Mittwoch, 12. März 2014

Hochmut kommt vor dem Fall: Bruchlandung für NPD-„Nachwuchsstar“ Patrick Kallweit

Mit einem lauten Knall ist die Nachwuchshoffnung der niedersächsischen NPD, Patrick Kallweit, auf dem harten Boden der Realität gelandet. Bei den Stadtratswahlen in seiner Heimatstadt Goslar verlor er am Wochenende sein Mandat – nur 0,5 Prozent der Wählerinnen und Wähler wollten den „Seriös Radikalen“ in der Volksvertretung sehen. Entnervt schmiss der umtriebige Funktionär das Handtuch und kehrte seinem Heimatverband den Rücken.

Patrick Kallweit (Foto: Oliver Cruzcampo)

„Wenn am 9. März zum Auftakt des Wahljahres 2014 in Goslar ein neuer Rat zu wählen ist, stimmen die Rahmenbedingungen mehr als zuversichtlich. […] Die Vorzeichen für einen kleinen Paukenschlag im Westen und den Einzug mit Fraktionsstatus, der in Niedersachsen per Gesetz schon bei zwei Mandaten festgeschrieben ist, stehen gut.“ Die Goslaer NPD konnte vor Kraft kaum laufen, als diese Zeilen Anfang März im Parteisprachrohr Deutsche Stimme veröffentlicht wurden. Doch das politische Geschäft ist schnelllebig und die Truppe um den NPD-„Nachwuchsstar“ Patrick Kallweit erlebt ein Desaster, das in der jüngeren Parteivergangenheit seinesgleichen sucht.

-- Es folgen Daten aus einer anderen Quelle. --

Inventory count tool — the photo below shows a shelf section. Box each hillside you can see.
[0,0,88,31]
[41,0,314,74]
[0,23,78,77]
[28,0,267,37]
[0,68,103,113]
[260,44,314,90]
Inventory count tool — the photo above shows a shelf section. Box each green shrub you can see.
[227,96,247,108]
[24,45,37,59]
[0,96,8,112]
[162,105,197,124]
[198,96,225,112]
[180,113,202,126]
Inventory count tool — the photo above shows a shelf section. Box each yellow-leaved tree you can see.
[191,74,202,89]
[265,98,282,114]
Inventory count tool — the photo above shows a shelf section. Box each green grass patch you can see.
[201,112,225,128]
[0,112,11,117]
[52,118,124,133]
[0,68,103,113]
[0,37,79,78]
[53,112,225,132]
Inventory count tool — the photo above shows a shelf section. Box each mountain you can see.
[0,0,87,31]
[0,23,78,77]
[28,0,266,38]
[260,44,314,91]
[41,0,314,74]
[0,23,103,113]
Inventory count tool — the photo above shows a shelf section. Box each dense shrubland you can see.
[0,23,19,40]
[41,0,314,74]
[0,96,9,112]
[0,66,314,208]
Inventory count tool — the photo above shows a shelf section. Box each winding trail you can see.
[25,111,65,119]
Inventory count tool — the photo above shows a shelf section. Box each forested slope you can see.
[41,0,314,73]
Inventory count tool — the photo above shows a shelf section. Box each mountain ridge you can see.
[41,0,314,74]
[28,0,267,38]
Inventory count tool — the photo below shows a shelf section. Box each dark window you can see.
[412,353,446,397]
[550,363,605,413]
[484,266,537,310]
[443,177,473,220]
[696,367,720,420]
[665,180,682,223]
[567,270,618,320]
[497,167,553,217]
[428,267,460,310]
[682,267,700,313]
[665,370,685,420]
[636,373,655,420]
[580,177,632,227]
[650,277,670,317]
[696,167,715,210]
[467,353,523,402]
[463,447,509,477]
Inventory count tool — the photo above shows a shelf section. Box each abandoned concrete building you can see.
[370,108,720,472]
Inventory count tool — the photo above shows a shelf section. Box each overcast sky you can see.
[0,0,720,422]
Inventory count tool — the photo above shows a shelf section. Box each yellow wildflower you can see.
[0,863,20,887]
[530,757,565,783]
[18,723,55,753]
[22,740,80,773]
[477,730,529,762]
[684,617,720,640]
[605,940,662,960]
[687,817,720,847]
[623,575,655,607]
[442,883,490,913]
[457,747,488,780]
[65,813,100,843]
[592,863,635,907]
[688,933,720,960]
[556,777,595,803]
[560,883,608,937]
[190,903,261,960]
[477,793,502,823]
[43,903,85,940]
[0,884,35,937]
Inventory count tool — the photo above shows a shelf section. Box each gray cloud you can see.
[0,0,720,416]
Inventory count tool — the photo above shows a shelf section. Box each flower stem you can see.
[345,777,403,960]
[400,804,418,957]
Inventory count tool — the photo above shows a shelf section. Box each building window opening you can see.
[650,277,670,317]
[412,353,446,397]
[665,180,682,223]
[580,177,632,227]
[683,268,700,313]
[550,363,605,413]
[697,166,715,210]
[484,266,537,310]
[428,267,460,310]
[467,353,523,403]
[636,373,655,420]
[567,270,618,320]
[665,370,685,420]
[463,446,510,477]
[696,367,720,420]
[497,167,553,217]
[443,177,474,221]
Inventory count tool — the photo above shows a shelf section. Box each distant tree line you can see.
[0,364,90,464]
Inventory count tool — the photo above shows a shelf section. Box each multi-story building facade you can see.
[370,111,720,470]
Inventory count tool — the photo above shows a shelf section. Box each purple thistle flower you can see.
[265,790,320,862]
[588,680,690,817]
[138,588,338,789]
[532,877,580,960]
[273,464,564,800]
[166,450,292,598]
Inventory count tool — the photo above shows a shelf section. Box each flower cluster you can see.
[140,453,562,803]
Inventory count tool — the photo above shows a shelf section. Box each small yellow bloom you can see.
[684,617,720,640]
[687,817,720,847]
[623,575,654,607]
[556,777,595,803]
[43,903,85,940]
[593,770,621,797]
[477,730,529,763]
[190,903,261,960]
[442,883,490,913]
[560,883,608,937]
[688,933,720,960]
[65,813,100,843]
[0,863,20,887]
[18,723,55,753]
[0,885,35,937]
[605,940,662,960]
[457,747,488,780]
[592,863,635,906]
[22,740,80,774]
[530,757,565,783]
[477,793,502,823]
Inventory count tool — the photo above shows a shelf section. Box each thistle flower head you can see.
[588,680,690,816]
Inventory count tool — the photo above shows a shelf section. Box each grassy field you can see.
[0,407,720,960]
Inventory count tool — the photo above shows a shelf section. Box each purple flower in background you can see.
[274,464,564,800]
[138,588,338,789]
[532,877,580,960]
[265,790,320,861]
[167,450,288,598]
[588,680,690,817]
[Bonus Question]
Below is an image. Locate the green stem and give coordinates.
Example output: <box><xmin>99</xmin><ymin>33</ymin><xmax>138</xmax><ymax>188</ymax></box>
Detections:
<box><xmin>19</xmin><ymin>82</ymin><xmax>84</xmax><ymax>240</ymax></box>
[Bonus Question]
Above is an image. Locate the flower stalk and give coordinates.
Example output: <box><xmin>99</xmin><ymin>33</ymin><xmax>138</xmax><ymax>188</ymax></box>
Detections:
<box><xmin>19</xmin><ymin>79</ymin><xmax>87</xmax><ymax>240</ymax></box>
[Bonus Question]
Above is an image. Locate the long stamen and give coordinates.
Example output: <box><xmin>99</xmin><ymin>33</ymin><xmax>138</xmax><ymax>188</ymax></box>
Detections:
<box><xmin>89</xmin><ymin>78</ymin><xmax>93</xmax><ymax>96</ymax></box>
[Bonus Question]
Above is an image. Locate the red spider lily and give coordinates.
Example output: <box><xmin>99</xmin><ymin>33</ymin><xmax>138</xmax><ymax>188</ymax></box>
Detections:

Niederschmetterndes Ergebnis

Bei der Auszählung der Stimmen wurden die Sorgenfalten auf der Stirn des früheren Wirtschaftsgymnasiasten tief und tiefer. Laut dem offiziellen Endergebnis bei der Wahl zum Stadtrat von Goslar erhielt Kallweit, der als Referent für die sächsische NPD-Landtagsfraktion arbeitet, nur 241 Stimmen oder 0,5 Prozent. Auf die NPD-Liste insgesamt entfielen 1,04 Prozent. Die Wahlbeteiligung lag bei 38 Prozent.

Das Resultat reichte nicht einmal aus, um den einen Sitz der NPD zu verteidigen; das Bundesvorstandsmitglied der NPD-Jugendorganisation Junge Nationaldemokraten (JN) büßte sein Mandat ein. Besonders enttäuschend seien die Resultate in einigen Wahllokalen gewesen, in denen die NPD nicht einmal die Ein-Prozent-Marke habe überwinden können, teilte er am Abend über Facebook mit. Bei der vorgezogenen Bürgermeisterwahl vor sechs Monaten hatte der NPD-Führungskader, der sich nach eigener Aussage bereits mit 17 Jahren ein Parteibuch ins Regal stellte, 6,8 Prozent gewonnen – allerdings als einziger Gegenkandidat gegen das aktuelle Stadtoberhaupt Oliver Junk (CSU).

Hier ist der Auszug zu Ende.